The generation route validates LLM output against a schema, retries once with the errors appended, then falls back to the nearest pre-generated preset, then to a hand-written, fully tested floor policy. Four failure paths, all returning a usable policy. I broke the API key on purpose and watched the demo play the entire week without it. Claude Code flagged its own fixture change instead of slipping it past me, and explained an honest coverage gap instead of deleting guards to inflate the number. Trust, but verify. Then verify again.

It looked immaculate. Then I divided. The summary claimed the envelope sat at 2.0x the sector median; the actual arithmetic said 4.4x. The right citation was attached to the wrong math. Two more finds in the same policy: an approval threshold that straddled a spec event, and a rationale whose savings figure contradicted the deterministic receipt on the same card. All three became validator code, not prompt pleading. The skill asks; the validator guarantees.

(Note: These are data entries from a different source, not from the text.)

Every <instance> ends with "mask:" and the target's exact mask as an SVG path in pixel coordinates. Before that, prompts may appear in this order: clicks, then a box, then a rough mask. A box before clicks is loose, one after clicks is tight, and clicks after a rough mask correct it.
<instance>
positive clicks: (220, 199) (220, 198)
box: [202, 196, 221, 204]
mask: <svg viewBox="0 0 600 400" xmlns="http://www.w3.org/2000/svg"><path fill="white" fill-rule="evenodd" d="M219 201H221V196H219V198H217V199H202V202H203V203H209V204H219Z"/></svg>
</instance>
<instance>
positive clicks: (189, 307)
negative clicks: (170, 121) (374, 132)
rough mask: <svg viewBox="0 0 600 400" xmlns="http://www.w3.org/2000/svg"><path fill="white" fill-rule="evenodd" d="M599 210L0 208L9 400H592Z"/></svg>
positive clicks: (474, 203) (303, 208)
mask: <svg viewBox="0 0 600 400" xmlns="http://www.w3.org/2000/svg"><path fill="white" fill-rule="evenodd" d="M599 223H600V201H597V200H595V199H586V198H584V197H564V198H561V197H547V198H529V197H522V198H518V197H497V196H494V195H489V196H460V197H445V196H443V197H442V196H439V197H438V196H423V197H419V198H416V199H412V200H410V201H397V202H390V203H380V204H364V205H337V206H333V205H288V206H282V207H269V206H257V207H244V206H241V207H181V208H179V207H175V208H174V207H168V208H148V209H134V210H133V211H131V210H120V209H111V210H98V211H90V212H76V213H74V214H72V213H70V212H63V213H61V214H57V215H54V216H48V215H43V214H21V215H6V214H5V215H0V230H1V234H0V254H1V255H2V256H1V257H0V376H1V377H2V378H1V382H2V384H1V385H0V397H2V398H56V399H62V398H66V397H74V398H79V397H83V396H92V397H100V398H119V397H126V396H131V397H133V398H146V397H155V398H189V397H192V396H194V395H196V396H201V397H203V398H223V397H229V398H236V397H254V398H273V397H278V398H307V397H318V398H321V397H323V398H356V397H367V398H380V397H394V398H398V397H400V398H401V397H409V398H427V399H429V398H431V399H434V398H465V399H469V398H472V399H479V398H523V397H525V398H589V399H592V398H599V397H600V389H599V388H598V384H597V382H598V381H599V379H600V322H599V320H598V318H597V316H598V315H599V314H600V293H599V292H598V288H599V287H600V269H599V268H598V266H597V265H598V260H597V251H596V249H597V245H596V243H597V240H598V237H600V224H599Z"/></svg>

Ten generations across deliberately awkward profiles. The validator earned its keep in one line: on a solo-agent profile the model stated 2.1x when the truth was 14.1x. The eval also surfaced a latent engine bug that every unit test had missed, because fixtures only confirm the behavior you expected to check. One preset shipped envelopes at 20.1x the benchmark before the clamp existed. Fixture tests confirm expected behavior. Evals discover unexpected behavior. You need both, and I now believe no AI feature should ship without the second.

Day 3 · July 5

Live generation took 25 seconds. The fix wasn't a spinner. Preset companies now serve committed, validated policies instantly, and live generation runs in two phases: the policy renders in about ten seconds while the rationales generate behind your reading time. The strictness toggle switches between committed presets with a client-side diff, so the control a visitor plays with most costs nothing. The default path saves time. That's the whole religion of the company this project is written for.

The spec called for a dual-pane layout, policy document beside raw JSON. Rendered, the JSON was eating half the page to prove a point a single line could carry. So the document went full width and the JSON became a tab, until the moment it earns its space: when the replay starts, the code opens as a rail, because that's when verdict receipts link to clauses. Question the requirement, then delete. Even when the requirement is yours.

The simulator worked and I felt nothing. The block card told me $1,090 was prevented, but prevention is invisible. The fix was drawing the counterfactual: a burn line that steepens through Wednesday night while no card appears, then cuts flat when the policy blocks the runaway agent, with a dotted ghost showing where the money was headed. The gap between the ghost and the flat line is the product. A dashboard reports the fire. This chart shows the fire that didn't happen.

Two mechanical rewrites the same day. Cards now prepend at the top of the feed so every animation stays on screen, moved with FLIP transforms instead of layout jumps. And the replay runs on a real simulation clock: Monday to Sunday mapped at constant speed, events firing when their timestamp arrives, so the intervals are uneven because the week was uneven. The quiet stretch before the midnight block isn't staged anticipation. It's Wednesday.

Memo page, this log, and the instruments section, where the argument sharpens: a cap is not an instrument, it is a surrender. Budgets should be denominated in work, not tokens. Strictness never changes the size of a budget, only the controls around it. Every number on this site traces to a public source or a test assertion. That was the standard the whole way through, because the audience for this project is the kind of reader who divides.